Sitemle elindeki kartı aldım. Toprak şifreyi de söyledikten sonra odadan çıkmak için kapıya yöneldim.

"Bu arada Asel'e söyler misin arabamı hurdaya çevirmesin."

Söyledikleriyle kısa bir an duraksadım. Topuklarımın üzerinde dönüp şaşkınlıkla ona baktım. "Araban ile gideceğimizi nereden biliyorsun?"  Çizgi halindeki dudakları hafifçe yukarı kıvrıldı. "Odaya gelip boş boş saçmalamasından. Ara ara yapar, kendince macera yaşıyor" dedi ve kendini yatağa attı. Ben onu izlerken bakışlarını benden çekti ve bilgisayarındaki işlerine koyuldu.

Odadan hızla çıkıp Asel'in yanına ilerledim. Toprak'ın arabasında şoför koltuğuna oturmuş, beni bekliyordu. Bende hemen yan koltuğuna oturdum. Arabaya binmemle birlikte "Alışveriş zamanı" diyerek coşkulu bir şekilde bağırdı. Bu hayat enerjisine ve sevincine hayret etsem de,  bir şey diyemedim. Yıllar önceki kendimi hatırladım. Asel gibi neşeli ve coşkulu biriydim aileme rağmen, ama ablamın kaybının ardından gelen ölüm haberi beni hayata küstürmüştü. Önceki halime nazaran daha sakinleşmiş ve durgunlaşmıştım.
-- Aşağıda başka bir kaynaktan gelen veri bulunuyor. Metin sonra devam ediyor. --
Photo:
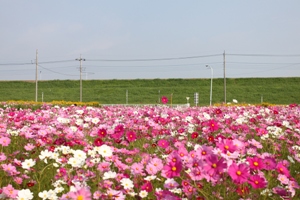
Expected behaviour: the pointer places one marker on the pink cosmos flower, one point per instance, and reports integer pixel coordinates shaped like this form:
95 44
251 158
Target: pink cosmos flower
10 192
214 166
257 182
239 173
157 162
269 163
9 169
137 168
282 169
164 99
102 132
131 136
98 142
283 179
2 157
203 151
151 169
147 186
213 125
170 184
255 163
4 141
226 145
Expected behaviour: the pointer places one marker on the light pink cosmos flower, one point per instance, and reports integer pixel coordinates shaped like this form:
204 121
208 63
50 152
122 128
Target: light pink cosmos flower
172 169
214 166
29 147
151 169
157 162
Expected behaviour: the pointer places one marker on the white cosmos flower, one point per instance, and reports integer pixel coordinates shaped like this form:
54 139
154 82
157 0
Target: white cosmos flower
44 155
79 154
28 163
79 112
75 162
105 151
25 194
63 120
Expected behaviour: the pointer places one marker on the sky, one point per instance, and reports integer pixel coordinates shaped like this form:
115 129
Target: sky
136 39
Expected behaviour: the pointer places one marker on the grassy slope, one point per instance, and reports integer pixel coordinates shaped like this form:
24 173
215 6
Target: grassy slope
248 90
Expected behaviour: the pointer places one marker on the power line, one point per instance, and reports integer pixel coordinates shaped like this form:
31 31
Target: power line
153 59
265 55
56 71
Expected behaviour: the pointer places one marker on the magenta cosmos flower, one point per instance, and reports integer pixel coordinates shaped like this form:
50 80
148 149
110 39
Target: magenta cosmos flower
163 143
257 182
256 163
239 173
131 136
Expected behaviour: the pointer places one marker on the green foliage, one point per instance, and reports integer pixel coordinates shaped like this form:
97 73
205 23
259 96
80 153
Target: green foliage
149 91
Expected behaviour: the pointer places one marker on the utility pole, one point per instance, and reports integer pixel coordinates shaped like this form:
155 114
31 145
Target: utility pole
224 78
80 69
36 75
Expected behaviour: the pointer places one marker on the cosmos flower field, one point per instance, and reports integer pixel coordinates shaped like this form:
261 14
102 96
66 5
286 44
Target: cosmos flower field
150 152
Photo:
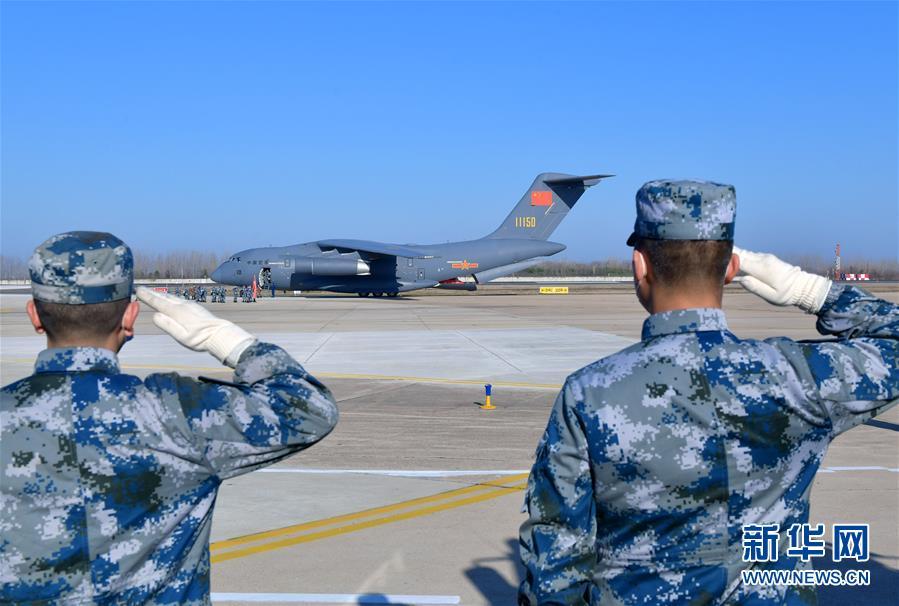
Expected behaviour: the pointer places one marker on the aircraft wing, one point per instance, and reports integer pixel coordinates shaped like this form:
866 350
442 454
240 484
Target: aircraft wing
371 247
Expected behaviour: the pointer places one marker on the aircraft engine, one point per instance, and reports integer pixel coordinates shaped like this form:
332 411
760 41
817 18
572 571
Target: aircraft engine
327 266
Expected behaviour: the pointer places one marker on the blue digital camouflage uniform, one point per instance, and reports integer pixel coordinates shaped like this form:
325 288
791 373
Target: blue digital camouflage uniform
109 481
655 457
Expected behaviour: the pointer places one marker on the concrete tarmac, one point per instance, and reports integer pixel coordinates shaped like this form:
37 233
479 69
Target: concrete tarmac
416 496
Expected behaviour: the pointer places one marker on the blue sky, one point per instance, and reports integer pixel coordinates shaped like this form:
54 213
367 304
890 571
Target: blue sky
221 126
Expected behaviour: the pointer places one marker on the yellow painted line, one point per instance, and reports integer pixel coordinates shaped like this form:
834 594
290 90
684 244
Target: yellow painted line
355 527
366 513
329 375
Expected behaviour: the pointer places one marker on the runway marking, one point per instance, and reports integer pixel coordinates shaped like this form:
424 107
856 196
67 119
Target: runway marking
329 375
369 518
865 468
398 473
335 598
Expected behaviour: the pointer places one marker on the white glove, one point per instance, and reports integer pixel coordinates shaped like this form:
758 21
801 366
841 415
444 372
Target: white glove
781 283
195 327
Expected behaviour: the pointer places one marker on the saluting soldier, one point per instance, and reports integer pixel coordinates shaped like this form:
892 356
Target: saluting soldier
655 458
107 481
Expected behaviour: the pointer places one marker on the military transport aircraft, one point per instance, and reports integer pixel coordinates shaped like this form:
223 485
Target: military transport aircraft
376 268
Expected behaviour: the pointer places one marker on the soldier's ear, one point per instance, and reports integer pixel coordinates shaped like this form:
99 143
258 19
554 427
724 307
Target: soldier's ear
639 266
732 268
130 317
31 310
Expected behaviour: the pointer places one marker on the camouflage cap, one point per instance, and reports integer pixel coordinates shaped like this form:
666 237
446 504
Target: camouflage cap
81 267
685 210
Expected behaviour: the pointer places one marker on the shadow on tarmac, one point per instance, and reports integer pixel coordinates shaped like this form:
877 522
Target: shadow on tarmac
491 584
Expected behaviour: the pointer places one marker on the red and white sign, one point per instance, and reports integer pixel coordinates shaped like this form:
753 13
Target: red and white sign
541 198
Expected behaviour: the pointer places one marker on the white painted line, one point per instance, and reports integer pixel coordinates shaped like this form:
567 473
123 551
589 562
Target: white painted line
869 468
335 598
399 473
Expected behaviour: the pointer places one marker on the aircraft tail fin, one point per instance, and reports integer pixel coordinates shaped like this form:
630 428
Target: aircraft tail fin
544 205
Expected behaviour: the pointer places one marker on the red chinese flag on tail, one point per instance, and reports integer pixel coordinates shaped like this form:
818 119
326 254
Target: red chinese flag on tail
541 198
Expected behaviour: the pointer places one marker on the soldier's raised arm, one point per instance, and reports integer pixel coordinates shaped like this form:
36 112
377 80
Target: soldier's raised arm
851 379
271 409
558 539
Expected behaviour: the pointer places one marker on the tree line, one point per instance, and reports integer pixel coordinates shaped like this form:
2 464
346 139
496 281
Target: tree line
200 264
176 264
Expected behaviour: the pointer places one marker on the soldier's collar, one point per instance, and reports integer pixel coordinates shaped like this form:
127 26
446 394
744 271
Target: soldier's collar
77 359
684 320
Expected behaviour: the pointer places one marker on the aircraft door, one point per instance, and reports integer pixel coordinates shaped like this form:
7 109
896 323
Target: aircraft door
277 273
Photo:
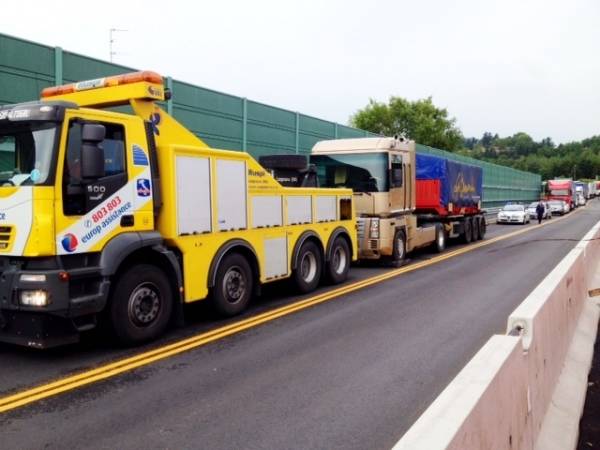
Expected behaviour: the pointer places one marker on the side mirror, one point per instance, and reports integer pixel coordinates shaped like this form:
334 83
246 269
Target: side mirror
92 153
396 175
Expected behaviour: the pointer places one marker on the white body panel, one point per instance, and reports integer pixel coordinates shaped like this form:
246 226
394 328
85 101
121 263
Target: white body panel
193 195
275 257
231 194
267 211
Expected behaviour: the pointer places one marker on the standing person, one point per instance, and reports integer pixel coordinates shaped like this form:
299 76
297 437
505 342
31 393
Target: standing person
539 209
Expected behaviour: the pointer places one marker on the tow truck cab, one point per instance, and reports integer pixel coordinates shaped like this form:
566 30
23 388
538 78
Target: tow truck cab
85 233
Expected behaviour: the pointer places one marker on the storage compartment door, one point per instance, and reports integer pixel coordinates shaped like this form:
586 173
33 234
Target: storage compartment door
276 258
193 195
231 195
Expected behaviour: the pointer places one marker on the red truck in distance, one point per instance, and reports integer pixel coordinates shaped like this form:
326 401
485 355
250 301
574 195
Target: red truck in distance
562 190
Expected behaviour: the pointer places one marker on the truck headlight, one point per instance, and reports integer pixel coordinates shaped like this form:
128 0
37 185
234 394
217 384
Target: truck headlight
32 277
35 298
374 229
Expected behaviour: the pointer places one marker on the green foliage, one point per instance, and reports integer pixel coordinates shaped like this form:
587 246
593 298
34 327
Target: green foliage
575 159
420 120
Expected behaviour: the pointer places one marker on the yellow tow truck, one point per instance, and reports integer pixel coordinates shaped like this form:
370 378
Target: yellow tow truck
124 218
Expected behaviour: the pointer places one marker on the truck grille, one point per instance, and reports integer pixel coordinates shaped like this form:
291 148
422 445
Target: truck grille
360 227
6 237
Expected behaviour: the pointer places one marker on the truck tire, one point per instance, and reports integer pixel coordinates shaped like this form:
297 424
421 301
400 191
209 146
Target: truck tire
290 162
141 304
399 251
440 238
482 227
309 267
475 224
233 285
339 261
468 231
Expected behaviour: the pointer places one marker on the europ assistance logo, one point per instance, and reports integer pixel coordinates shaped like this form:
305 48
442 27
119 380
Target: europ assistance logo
143 187
69 242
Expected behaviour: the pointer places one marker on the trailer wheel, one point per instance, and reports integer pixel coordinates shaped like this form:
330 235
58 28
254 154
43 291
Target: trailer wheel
482 227
399 251
339 261
233 285
141 304
308 267
468 231
440 238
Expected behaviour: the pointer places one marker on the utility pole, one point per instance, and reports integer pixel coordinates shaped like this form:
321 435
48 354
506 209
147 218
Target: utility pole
111 41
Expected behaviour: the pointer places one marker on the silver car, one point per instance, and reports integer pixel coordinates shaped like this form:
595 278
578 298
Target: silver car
558 207
513 214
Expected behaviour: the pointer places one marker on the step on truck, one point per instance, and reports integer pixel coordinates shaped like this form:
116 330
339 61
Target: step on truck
404 201
124 218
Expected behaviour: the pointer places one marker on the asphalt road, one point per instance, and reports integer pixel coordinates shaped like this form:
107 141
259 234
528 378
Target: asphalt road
351 373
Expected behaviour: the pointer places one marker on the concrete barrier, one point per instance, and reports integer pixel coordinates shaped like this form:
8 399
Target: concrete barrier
502 398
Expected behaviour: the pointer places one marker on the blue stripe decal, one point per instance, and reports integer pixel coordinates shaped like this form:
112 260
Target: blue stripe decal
139 156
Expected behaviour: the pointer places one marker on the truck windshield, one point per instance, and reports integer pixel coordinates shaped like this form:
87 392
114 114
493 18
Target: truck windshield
26 153
362 172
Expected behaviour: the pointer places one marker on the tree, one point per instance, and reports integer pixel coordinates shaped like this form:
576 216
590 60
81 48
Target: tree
420 120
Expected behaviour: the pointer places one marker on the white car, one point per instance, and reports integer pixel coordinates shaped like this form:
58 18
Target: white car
558 207
532 210
513 214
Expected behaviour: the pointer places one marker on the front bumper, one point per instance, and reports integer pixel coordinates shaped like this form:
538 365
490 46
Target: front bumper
72 307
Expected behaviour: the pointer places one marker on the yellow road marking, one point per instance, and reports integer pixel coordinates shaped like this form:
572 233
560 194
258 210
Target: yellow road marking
124 365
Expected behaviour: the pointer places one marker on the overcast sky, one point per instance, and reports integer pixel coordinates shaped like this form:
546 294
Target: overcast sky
502 66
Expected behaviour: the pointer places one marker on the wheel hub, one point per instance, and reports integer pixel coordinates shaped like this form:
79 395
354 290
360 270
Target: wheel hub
339 260
144 304
308 267
234 285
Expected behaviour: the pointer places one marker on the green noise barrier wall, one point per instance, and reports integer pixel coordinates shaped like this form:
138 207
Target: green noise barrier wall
222 120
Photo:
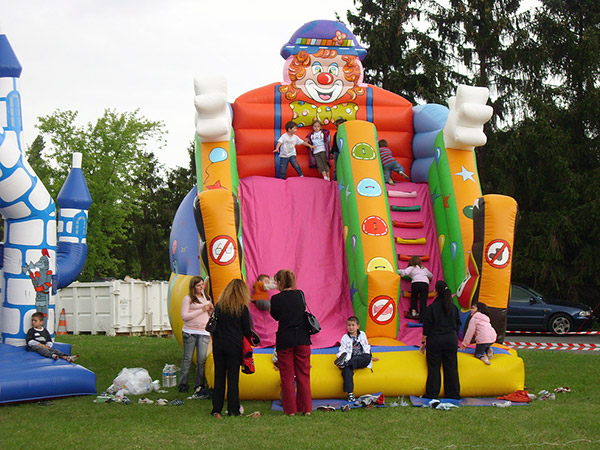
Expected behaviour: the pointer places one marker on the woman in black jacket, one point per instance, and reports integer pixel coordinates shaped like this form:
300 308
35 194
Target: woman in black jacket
440 335
233 323
292 343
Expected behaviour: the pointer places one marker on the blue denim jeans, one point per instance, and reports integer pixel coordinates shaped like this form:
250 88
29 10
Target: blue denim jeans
191 342
283 162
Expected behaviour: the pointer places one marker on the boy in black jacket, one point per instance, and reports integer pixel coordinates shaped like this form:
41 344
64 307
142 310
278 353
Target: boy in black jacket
39 340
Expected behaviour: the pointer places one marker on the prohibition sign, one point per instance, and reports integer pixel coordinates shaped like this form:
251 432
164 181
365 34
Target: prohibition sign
497 253
222 250
382 310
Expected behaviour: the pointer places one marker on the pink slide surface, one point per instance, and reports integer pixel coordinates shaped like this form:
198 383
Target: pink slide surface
296 224
409 335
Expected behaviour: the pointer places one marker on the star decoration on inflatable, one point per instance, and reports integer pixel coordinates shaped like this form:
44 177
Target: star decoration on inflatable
466 174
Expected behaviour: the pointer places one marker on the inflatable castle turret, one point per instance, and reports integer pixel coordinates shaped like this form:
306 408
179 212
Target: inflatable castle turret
34 260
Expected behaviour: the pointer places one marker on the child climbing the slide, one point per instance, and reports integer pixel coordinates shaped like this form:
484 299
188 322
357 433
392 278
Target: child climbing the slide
319 139
354 353
335 150
260 297
286 147
389 163
38 340
485 335
420 277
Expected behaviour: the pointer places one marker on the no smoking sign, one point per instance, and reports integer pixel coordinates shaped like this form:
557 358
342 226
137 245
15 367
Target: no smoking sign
382 310
497 253
222 250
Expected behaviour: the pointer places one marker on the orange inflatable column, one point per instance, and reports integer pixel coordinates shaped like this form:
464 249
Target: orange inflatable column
494 229
217 218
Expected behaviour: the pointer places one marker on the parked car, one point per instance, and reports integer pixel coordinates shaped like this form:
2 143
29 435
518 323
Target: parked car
531 311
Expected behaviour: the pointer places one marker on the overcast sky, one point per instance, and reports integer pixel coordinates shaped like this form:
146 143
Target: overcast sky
89 55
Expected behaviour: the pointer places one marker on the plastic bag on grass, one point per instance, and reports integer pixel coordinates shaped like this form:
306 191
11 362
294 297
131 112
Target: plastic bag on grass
135 381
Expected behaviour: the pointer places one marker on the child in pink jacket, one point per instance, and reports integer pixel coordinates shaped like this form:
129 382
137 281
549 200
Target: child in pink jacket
485 335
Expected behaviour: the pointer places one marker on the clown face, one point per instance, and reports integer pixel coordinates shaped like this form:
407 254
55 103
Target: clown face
324 81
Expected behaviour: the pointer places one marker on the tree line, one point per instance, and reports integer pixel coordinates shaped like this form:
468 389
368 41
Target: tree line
541 64
134 196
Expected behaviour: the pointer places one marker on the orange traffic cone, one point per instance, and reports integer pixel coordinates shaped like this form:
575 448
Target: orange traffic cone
62 323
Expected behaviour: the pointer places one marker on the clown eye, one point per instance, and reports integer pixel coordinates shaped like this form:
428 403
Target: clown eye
317 68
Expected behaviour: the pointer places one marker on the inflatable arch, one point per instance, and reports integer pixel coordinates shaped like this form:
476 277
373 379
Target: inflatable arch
40 254
345 241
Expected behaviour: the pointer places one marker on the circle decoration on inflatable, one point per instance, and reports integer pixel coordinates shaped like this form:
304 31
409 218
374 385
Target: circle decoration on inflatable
382 310
363 150
380 263
368 187
374 226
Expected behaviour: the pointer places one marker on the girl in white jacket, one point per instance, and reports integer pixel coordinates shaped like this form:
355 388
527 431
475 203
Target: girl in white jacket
354 353
419 290
195 312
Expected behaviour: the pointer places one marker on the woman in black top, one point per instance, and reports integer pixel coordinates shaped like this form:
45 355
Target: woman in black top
292 343
440 334
233 323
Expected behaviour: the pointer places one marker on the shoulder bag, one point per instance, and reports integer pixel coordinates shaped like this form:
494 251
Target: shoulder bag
211 325
312 324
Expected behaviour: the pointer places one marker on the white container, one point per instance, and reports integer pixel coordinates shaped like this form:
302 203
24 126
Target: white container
115 307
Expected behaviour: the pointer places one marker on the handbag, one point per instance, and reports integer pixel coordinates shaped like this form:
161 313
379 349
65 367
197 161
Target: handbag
312 324
211 325
247 357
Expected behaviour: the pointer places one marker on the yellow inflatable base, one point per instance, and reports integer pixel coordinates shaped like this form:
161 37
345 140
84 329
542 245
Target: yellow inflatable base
395 374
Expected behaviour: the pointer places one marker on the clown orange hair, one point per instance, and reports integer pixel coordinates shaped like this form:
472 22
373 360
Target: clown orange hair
300 61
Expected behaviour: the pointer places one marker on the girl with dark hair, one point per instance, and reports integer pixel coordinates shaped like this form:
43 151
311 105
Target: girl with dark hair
195 312
440 336
292 343
419 288
233 323
485 335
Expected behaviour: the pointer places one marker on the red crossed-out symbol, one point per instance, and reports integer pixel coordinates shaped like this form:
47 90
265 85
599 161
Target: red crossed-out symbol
497 253
222 250
382 310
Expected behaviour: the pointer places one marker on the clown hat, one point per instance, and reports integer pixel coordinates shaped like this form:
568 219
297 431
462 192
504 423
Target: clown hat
327 34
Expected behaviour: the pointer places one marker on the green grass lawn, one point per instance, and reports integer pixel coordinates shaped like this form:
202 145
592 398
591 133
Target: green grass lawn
569 422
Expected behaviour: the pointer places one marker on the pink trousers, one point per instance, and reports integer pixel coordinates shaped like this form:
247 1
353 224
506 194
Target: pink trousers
295 363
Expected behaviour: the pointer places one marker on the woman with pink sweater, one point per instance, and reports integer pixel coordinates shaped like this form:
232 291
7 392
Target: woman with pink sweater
195 312
485 335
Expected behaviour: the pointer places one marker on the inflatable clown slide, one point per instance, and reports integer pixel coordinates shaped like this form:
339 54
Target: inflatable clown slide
345 240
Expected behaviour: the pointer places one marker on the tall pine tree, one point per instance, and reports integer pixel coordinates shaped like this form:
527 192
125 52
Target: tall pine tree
401 57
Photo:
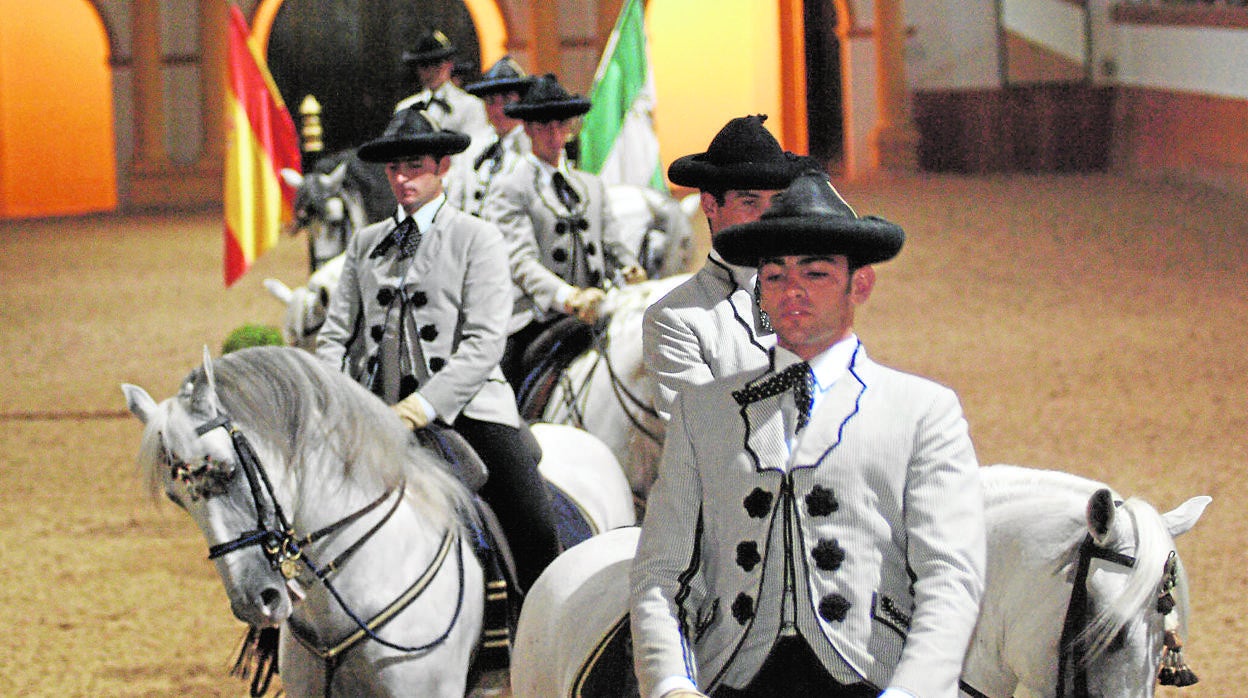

Üzerine gelen sıkıntılı imtihanlarımda cabasıydı.

Kafamdakileri boş vermeye çalışarak Asel ile konuşmaya başladım. "Yalnız abin farkında." Amacım sevincine limon sıkmak değildi ama Toprak'ın mesajını iletmeliydim. Çattığı kaşlarıyla bana baktı. "Nasıl yani? Onca dil dökmem işe yaramadı mı? Salak salak seviniyorum akşam abimi sinirlendirip eğleneceğim diye..." söylediklerine karşı ufak bir tebessüm ettim. Omuz silkip arabayı çalıştırdı. "Abin arabamı hurdaya çevirmesin dedi" Toprak'ın çok kıymetli mesajını sırıtarak Asel'e iletmiştim. Araba hareket etmeye başladığında "Pehh ben ondan daha iyi bir sürücüyüm" diye abisini yerdi. "Ben ondan önce aldım ehliyetimi. O benden sonra aldı. Tabi iyi sürücü olmak için büyük bir neden sayılmaz. Ama beni daha tecrübeli yapar."